We both agreed this was a terrific idea.
I must admit, I feel a strange sense of calm now the universe has heard my prayer and put my left boob put in jeopardy. I have largely ceased fretting over stupid shit. I can now savor the weekend as a person who might be terminally ill. I can hold out on freaking out until the next business day.
I also can’t help but find my situation terribly romantic. Oh, the people who will miss me if I suffer death by tit. What will my obituary say, assuming I get one? “Promising filth blogger dies of poisonous tit. Possible cause: too many calcium gummy chews from Trader Joes.”
I will end with a prayer: God, the biggest bitch of them all, I beg of you: Leave me my tit. I will most certainly become intolerably, mercilessly, eternally, self-righteously whiny if I must have the thing removed. Surely you would not wish such whining upon your children. Surely you have better things to smite. You needn’t ruin my life. The neurotic brain I inherited from my mother will take care of that. My doctor even said that my brain might explode someday, given that I get migraines that make me forget how to talk for an hour. Let that be enough. Leave lefty. Lefty has done no wrong. Lefty takes not your name in vain. Lefty still has much joy to bring to humanity, particularly the ladies, who have by and large been missing out on its rewards. Let me live to be an old, two-titted vulgar bitch. It will be fun, I promise.

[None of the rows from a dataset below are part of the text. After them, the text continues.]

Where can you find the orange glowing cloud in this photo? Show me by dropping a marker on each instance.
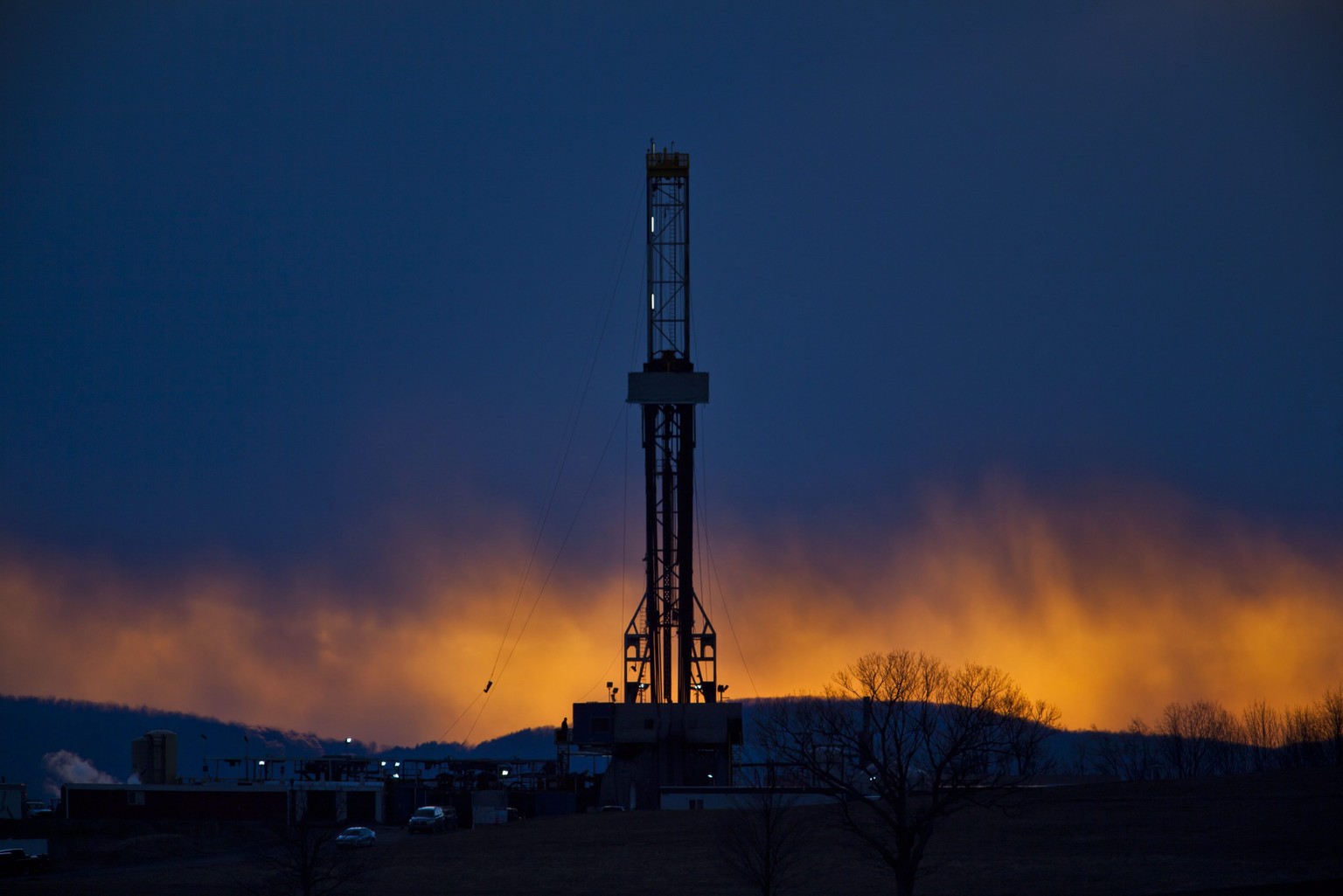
(1107, 605)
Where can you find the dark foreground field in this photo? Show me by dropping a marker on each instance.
(1272, 833)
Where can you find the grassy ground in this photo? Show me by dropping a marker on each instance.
(1252, 836)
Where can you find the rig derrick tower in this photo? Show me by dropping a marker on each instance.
(671, 733)
(669, 645)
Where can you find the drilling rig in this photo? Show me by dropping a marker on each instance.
(669, 728)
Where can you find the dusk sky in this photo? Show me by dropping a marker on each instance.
(1024, 323)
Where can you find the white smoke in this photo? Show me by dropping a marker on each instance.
(67, 768)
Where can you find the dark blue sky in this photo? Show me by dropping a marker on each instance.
(281, 278)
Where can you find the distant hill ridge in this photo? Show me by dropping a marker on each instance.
(90, 742)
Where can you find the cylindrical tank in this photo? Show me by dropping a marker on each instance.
(153, 755)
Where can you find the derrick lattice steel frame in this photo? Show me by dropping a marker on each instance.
(671, 632)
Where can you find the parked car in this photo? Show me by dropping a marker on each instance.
(17, 861)
(428, 820)
(355, 837)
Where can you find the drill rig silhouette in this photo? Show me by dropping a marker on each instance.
(669, 727)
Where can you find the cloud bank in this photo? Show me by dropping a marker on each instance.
(1110, 603)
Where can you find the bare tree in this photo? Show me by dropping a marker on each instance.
(927, 742)
(303, 861)
(1198, 738)
(1130, 754)
(1263, 728)
(1330, 711)
(763, 835)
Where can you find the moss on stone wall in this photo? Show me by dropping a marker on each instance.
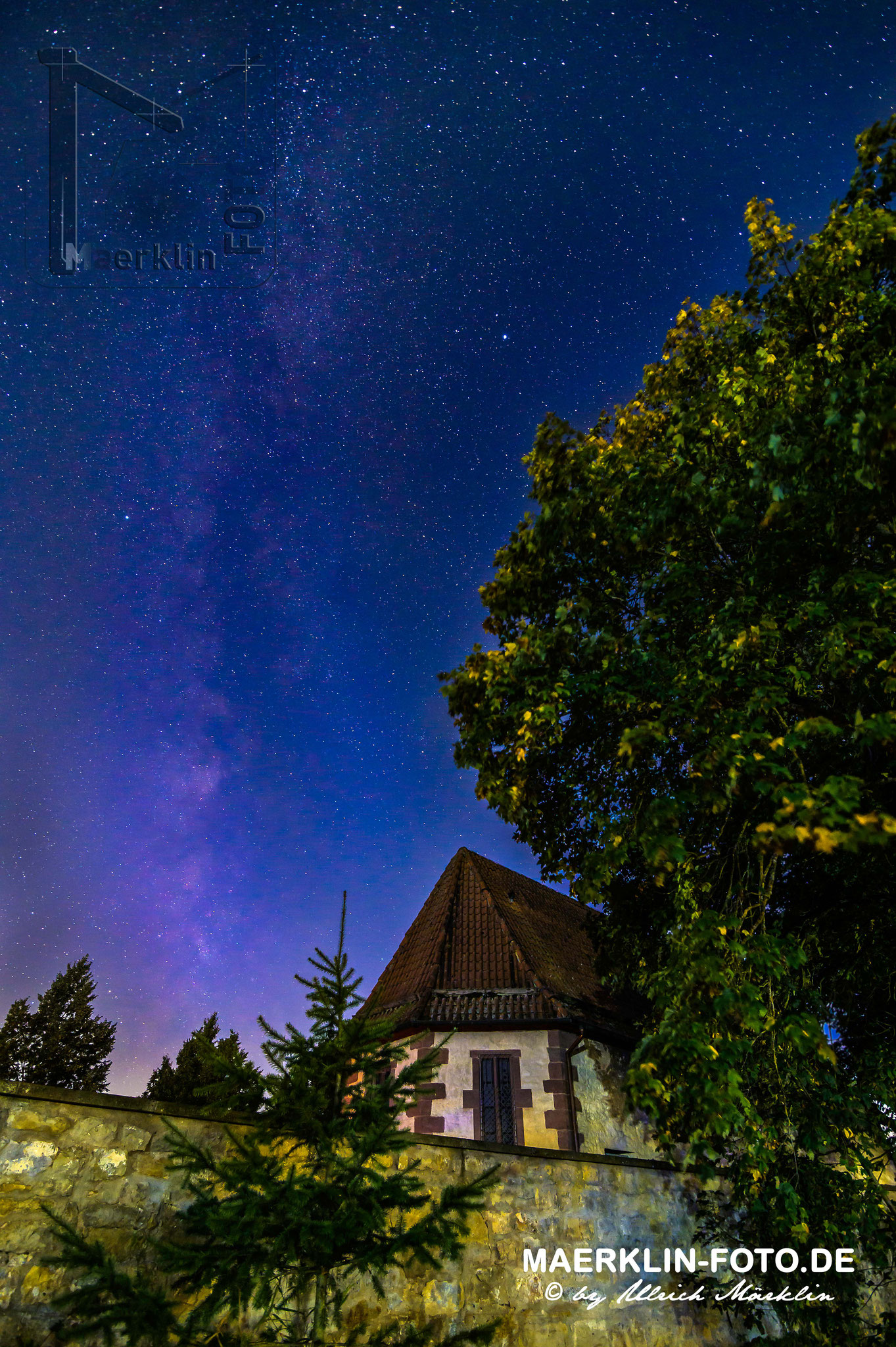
(100, 1162)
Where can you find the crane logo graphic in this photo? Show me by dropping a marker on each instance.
(156, 199)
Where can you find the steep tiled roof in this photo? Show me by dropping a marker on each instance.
(493, 946)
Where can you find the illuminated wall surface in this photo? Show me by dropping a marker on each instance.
(257, 456)
(99, 1162)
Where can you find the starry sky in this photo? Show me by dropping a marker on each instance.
(244, 528)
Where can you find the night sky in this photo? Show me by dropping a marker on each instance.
(243, 529)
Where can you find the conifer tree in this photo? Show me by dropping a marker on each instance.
(307, 1200)
(197, 1065)
(16, 1043)
(62, 1043)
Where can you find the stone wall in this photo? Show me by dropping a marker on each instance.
(100, 1162)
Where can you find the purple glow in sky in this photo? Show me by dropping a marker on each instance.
(243, 531)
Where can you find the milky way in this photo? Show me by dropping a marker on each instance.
(243, 529)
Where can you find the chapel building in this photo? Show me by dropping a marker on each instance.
(538, 1048)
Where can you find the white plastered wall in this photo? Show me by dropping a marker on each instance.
(458, 1075)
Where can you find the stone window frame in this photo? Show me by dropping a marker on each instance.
(523, 1098)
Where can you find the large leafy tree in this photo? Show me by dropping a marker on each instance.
(62, 1043)
(690, 714)
(308, 1198)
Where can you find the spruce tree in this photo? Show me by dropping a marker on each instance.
(197, 1065)
(62, 1043)
(16, 1043)
(307, 1200)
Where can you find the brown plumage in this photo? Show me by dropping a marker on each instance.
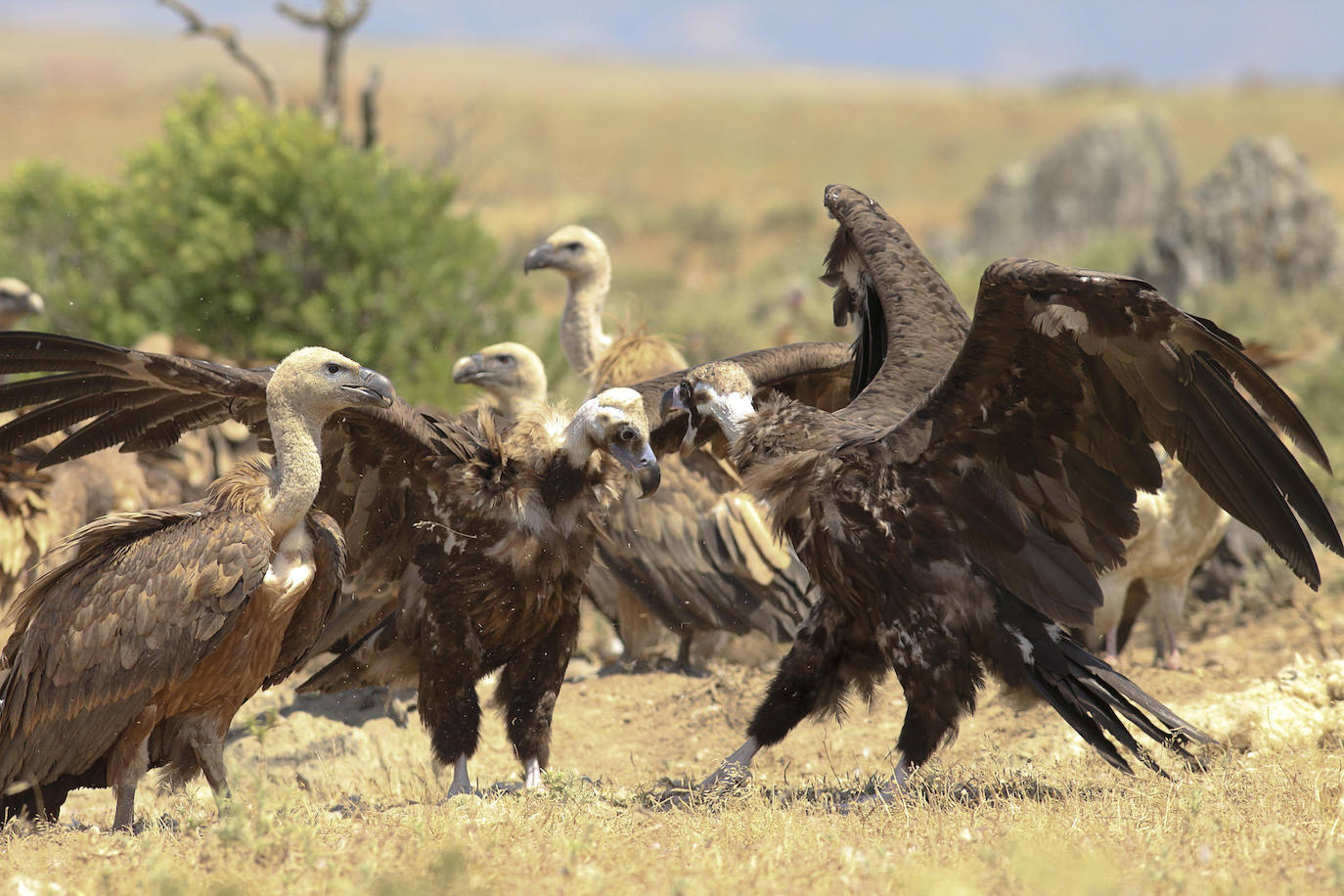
(495, 527)
(509, 536)
(38, 508)
(952, 540)
(1179, 527)
(697, 558)
(141, 648)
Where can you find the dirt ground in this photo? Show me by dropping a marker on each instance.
(1256, 680)
(335, 795)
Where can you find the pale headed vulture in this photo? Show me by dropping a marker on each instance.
(699, 557)
(141, 648)
(493, 527)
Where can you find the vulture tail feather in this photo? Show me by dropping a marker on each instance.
(1086, 692)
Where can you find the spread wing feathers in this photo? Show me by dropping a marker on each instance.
(141, 399)
(700, 557)
(632, 357)
(144, 400)
(148, 596)
(924, 326)
(1050, 410)
(311, 615)
(816, 374)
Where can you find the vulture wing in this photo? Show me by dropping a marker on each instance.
(139, 399)
(1043, 425)
(918, 331)
(101, 634)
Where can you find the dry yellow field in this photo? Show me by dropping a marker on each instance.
(333, 797)
(707, 186)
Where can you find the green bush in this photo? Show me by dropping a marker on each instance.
(258, 233)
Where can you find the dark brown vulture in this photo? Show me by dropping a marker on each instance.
(495, 527)
(143, 647)
(699, 557)
(38, 508)
(957, 539)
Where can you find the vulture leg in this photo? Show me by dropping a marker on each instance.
(210, 754)
(128, 760)
(898, 784)
(1111, 645)
(813, 677)
(527, 691)
(449, 707)
(734, 767)
(1168, 602)
(683, 650)
(455, 723)
(461, 784)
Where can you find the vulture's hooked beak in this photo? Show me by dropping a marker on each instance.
(470, 368)
(643, 468)
(672, 402)
(374, 388)
(539, 256)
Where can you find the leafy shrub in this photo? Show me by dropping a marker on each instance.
(258, 233)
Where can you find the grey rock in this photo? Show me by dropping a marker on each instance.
(1120, 172)
(1260, 212)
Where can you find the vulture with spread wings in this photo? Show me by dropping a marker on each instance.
(140, 649)
(956, 539)
(496, 525)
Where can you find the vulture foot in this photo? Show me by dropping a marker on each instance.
(733, 773)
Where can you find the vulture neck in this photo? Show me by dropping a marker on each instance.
(578, 442)
(733, 413)
(581, 326)
(298, 465)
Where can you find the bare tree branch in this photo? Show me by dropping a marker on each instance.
(337, 21)
(369, 105)
(227, 36)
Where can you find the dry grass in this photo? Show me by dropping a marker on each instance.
(336, 798)
(707, 186)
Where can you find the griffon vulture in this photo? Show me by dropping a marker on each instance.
(498, 527)
(699, 557)
(1179, 527)
(957, 539)
(510, 373)
(143, 647)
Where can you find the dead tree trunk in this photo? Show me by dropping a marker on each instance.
(337, 21)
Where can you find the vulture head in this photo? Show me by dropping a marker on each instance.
(17, 301)
(718, 391)
(573, 250)
(509, 371)
(614, 421)
(319, 381)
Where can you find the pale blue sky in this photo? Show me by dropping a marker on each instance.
(1028, 40)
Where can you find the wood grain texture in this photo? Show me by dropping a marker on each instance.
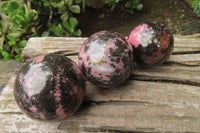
(165, 98)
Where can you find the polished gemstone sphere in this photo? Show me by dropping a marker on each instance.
(106, 59)
(152, 43)
(50, 87)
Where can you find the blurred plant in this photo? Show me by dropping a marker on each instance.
(60, 17)
(196, 6)
(131, 5)
(17, 25)
(24, 19)
(112, 3)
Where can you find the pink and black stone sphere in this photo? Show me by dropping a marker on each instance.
(106, 59)
(50, 87)
(152, 43)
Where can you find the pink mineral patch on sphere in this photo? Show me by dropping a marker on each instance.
(49, 88)
(106, 59)
(134, 37)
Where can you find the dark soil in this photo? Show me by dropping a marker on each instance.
(172, 13)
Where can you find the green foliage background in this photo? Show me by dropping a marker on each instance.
(22, 19)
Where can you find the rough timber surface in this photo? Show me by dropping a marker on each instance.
(165, 98)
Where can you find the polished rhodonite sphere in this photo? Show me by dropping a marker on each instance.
(152, 43)
(106, 59)
(50, 87)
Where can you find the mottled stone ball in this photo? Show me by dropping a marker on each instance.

In the name of the God, the Satan, the Jesus and the Joe Pesci,
Amen.
Now I know I was not specific enough, because Amy Winehouse is dead. She seems to have died immediately after I posted this entry. While it’s good to know that God is listening/I am magic, I do not appreciate this turn of fate. I rather liked Amy Winehouse, and am not enjoying the endless puns emitting from my family members. Said my brother: “She dead. Hair dead, nails dead, everything dead.” Said my father, “She should have gone to rehab, I said yeah, yeah, yeah.” Well, at least I earned her a spot in the 27 Club. Hopefully this means lefty will live.